In these days of high-tech toys, computers and other sophisticated devices, it might be reassuring to know that children are still attracted to the simplistic.
Eggs hidden on a patch of ground, a basket in hand to collect ones found and smiles all around — these have been the basic ingredients of a practice observed in America since the 1700s and the Old Country long before that.
That tradition was carried on Saturday in Mount Airy in a big way when hundreds of people converged on Westwood Park for the fourth-annual Easter egg hunt staged by the city parks and recreation division.
The turnout was estimated at 400 kids alone by Assistant Parks and Recreation Director Darren Lewis, not counting parents, grandparents and others who accompanied them.

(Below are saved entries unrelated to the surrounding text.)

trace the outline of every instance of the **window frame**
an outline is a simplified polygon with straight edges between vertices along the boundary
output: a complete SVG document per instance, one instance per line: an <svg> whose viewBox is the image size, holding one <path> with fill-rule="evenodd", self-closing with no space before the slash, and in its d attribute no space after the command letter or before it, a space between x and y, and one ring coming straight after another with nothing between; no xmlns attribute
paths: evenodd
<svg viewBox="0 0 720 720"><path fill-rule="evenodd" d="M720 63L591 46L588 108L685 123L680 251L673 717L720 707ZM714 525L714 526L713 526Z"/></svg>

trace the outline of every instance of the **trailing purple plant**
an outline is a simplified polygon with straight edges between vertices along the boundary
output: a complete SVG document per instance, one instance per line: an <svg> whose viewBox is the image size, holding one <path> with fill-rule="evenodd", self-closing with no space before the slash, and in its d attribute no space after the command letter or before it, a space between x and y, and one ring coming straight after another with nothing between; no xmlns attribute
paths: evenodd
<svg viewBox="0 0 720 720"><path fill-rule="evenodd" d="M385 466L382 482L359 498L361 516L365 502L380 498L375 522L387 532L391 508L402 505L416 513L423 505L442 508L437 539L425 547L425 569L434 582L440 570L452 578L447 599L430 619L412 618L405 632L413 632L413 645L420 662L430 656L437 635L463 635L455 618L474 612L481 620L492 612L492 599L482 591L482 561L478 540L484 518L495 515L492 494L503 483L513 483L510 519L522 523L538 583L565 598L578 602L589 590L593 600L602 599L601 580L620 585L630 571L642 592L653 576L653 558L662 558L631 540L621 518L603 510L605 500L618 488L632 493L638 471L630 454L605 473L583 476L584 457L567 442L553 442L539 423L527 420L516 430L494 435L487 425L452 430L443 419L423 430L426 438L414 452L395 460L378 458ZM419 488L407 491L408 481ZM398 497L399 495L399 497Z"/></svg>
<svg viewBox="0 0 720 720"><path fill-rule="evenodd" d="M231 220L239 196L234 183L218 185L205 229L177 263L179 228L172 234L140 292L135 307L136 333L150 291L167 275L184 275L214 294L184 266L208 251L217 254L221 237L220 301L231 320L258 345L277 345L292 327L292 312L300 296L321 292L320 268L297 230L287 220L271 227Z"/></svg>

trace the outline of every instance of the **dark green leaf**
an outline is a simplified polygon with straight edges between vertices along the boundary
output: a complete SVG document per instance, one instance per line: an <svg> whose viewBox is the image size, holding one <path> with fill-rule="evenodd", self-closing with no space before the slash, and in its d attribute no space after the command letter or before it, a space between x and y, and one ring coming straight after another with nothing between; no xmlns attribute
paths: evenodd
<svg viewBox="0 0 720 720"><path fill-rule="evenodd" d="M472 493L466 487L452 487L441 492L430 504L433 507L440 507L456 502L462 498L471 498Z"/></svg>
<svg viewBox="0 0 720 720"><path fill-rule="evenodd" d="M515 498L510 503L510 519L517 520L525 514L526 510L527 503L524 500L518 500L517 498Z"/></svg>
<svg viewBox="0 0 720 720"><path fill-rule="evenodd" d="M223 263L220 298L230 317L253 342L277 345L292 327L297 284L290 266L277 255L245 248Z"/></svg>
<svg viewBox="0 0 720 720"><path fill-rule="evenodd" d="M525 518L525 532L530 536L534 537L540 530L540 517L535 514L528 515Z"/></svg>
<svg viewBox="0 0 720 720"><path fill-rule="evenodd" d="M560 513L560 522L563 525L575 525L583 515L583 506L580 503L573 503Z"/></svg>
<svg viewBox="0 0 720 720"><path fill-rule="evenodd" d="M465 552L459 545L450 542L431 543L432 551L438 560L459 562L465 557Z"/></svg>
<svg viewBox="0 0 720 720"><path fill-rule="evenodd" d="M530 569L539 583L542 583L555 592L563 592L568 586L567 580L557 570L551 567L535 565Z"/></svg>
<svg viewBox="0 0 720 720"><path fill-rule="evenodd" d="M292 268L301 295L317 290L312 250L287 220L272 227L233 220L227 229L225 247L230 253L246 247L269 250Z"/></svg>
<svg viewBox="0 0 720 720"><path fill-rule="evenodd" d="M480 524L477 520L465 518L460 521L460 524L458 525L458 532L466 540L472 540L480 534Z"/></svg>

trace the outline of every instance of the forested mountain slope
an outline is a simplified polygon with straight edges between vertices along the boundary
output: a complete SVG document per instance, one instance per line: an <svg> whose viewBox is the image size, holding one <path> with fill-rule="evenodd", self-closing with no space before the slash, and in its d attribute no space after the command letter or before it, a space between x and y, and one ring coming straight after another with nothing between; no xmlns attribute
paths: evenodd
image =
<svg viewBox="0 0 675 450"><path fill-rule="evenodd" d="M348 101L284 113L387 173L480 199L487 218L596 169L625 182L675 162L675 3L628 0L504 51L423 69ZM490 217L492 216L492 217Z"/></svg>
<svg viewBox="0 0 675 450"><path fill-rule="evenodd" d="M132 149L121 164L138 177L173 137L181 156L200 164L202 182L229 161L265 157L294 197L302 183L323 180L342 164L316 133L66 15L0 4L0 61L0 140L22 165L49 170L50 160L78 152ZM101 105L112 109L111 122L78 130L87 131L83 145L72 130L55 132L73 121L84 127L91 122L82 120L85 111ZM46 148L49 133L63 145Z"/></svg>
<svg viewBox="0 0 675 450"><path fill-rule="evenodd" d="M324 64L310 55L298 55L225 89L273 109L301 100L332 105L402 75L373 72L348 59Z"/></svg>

A crowd began assembling well before the 10 a.m. start time of Saturday’s event, which was aided by pleasant weather conditions.
The attraction: 8,000 brightly colored plastic eggs containing candy and toys which had been meticulously placed on the two ballfields at Westwood Park and wooded areas there by eight members of a park and recreation team who arrived bright and early.
“We started about a quarter to eight this morning and probably finished by nine,” Reeves Community Center Aquatics Supervisor Cathy Cloukey said while directing traffic arriving at the park on Galax Trail.
Three different hunts were organized for the throngs of kids, who were divided into age groups including “Little Bunnies,” (for children up to age 3), “Running Rabbits” (ages 4-6) and “Top Hoppers” (7 and up).
They gathered at their respective locations at the park before each of the staggered hunts and waited anxiously behind yellow caution tape for the command to begin.
“And the hunt is on!” Lewis’ voice blared from a loudspeaker as the caution tape dropped for the first one of the day.
Children dashed into the areas where the eggs were for each hunt, the grassed outfields of the park’s two softball diamonds and wooded sections of the park’s walking trail. They were seeking not only the normal eggs filled with candy and toys but a golden one concealed for each of the three segments.
Those were good for a special Easter basket full of goodies.
While the annual holiday eggs-travaganza supposedly was held on behalf of local youngsters, one got the impression that the adults in attendance were having just as good a time.
“From a dad’s point of view, I think it’s a great event,” said a young father carrying his daughter, who’ll soon turn 2.
“I can take my daughter out and have a good time,” added the man, who says such occasions are rare. “I work a lot of hours every week.”
Bunny a big hit
No self-respecting egg hunt would be complete without an appearance by the Easter Bunny, who was on hand Saturday to greet children and have pictures made with them in between the three segments.
The bunny was accompanied by Taylor Heaton, who served as spokesperson and otherwise assisted the costumed character.
Heaton said one thing people always want to know is the relationship between the Easter Bunny and Easter eggs. “That’s a question I get asked a lot,” she said.
“A long time ago, it was because of fertility,” Heaton said of historical accounts of rabbits becoming symbols of fertility due to their well-documented reputation as prolific procreators. The idea of an egg-laying rabbit might have been born with the Romans, who believed all life came from eggs, and so the tradition has survived.
Easter egg hunting began in America with the arrival of German immigrants, starting as a game that evolved into treasure hunts with prizes progressing from simple hard-boiled eggs to chocolate, candy, toys and coins.
As for the Easter Bunny, not every kid warms up to the classic character at first, as one might suspect.
“Believe it or not, a lot of children are scared,” Heaton said.